Reputation: 9345
I have a Pandas DataFrame called df
, containing a column called _type
and one called avg_engaged_time
. I want to look at the rows where _type
is 0
and avg_engaged_time
is between the 5th and 95th percentile. Here's my attempt so far:
First I filter based on _type
:
original = result_df[result_df['_type'] == 0.0]
Then I find the percentiles:
low_original = original['_avg_engaged_time'].quantile(0.05)
high_original = original['_avg_engaged_time'].quantile(0.95)
Then I try to filter based on these percentiles:
original[original['_avg_engaged_time'] > low_original and original['_avg_engaged_time'] < high_original]
Unfortunately, I get this error:
ValueError: The truth value of a Series is ambiguous.
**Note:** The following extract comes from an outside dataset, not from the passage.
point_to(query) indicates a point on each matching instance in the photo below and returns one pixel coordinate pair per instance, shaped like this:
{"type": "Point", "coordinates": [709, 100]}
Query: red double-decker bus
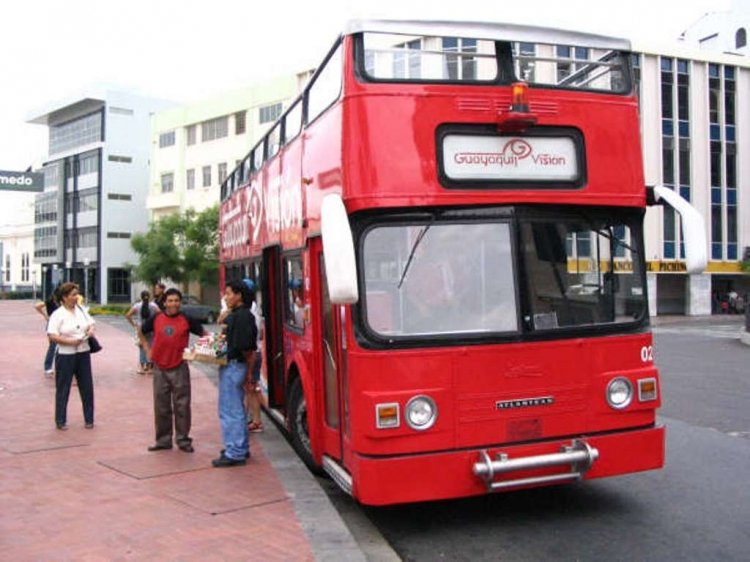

Use a.empty, a.bool(), a.item(), a.any() or a.all().
I just want to use basic Boolean indexing to filter out rows that have an _avg_engaged_time
less than the 5th percentile or greater than the 95th percentile...
Any ideas how to fix?
Thanks!
Upvotes: 1
Views: 627
Reputation: 2454
You should use bitwise operator &
instead of and
. You are doing a logic operation between a list of boolean values, not on single ones.
so
original[(original['_avg_engaged_time'] > low_original) & (original['_avg_engaged_time'] < high_original)]
should work.
Upvotes: 3